Jak miło, jak ktoś tak pisze Ale dochodziłam do obecnego stanu latami, więc początki też były bardzo trudne i błędów też nie uniknęłam. Jak chociażby te nieszczęsne trawy rozłogowe, z którymi teraz przyjdzie mi stoczyć nierówną walkę
Pozdrawiam i zajrzę do Ciebie, żeby sprawdzić z czym się aktualnie mierzysz?
Jakby się nie rozpadało, to bym dla Was sfociła te nieszczęsne trawy, tam są całe kolonie mszyc, mrówki po liściach łażą, a i zauważyłam początki chorób grzybowych również wśród traw.
Jednak nie wszystko jest takie idealne. Po pracy wpadłam na chwilkę jeszcze przed deszczem i ze zgrozą stwierdziłam, że wszystkie azalie są zainfekowane grzybem, nawet hortensja bukietowa ma od dołu pożółkłe liście z brązowymi plamkami, które opadają. A tu na weekend kolejne deszcze zapowiadają. Czy jak podleję topsinem doglebowo, to coś da?

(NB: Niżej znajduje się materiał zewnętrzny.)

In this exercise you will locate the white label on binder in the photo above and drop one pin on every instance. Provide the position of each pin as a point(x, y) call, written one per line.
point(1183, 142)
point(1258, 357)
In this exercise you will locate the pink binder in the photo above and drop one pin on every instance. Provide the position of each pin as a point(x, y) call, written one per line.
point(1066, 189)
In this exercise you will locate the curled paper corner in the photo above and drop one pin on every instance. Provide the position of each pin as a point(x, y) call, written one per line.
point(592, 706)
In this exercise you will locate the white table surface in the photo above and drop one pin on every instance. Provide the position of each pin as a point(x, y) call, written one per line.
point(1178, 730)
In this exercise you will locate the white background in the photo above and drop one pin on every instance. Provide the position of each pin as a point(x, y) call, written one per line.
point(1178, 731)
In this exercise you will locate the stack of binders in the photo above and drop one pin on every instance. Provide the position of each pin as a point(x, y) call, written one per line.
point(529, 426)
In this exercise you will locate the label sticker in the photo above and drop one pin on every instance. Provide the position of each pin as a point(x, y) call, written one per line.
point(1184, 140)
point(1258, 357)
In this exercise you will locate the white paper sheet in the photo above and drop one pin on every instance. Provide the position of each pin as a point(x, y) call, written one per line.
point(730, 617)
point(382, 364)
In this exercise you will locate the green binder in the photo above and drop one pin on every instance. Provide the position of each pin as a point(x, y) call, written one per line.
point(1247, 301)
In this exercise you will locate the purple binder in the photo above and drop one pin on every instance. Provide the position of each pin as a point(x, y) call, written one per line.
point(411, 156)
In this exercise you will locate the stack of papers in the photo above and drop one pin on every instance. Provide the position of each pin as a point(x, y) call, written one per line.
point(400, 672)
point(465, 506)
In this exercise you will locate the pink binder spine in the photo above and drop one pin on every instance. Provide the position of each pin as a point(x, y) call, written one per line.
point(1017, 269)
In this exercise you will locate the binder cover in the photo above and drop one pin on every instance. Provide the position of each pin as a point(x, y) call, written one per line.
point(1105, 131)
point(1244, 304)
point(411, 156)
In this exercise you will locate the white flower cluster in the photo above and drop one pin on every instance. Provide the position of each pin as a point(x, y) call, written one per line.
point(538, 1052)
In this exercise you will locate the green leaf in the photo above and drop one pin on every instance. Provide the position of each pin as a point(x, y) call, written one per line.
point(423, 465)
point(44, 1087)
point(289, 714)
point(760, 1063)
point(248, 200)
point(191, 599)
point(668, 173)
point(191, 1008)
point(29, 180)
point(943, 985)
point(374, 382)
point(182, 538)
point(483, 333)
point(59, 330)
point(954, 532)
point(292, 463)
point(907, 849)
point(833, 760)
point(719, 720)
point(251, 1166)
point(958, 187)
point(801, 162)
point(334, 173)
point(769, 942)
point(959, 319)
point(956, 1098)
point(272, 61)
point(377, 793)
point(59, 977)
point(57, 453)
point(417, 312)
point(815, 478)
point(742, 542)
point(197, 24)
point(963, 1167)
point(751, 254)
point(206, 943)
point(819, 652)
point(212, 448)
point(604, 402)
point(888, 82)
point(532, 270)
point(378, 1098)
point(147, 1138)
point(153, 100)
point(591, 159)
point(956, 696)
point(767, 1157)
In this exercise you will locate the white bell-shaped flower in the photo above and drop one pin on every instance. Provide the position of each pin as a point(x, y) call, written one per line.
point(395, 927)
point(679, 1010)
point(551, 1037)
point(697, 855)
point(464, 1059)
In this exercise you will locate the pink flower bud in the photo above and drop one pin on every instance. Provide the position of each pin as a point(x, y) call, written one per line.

Oj Gosia, to będzie cholernie trudne, bo rozłogi są dosłownie wszędzie, wchodzą w inne rośliny. Na jesień będę musiała wykopać wszystkie byliny, oczyścić je z korzeni traw i całość głęboko przekopać, a i tak nie ma pewności, czy wszystko się uda wykopać. Bo wystarczy tylko kawałek pozostawiony w ziemi i znowu odbiją, a niektóre to mają takie korzenie, że kilofem trzeba będzie je rozrąbać. Na początku się cieszyłam, że tak szybko się zagęściło, ale teraz to muszę non stop je wycinać, bo zagłuszają inne rośliny.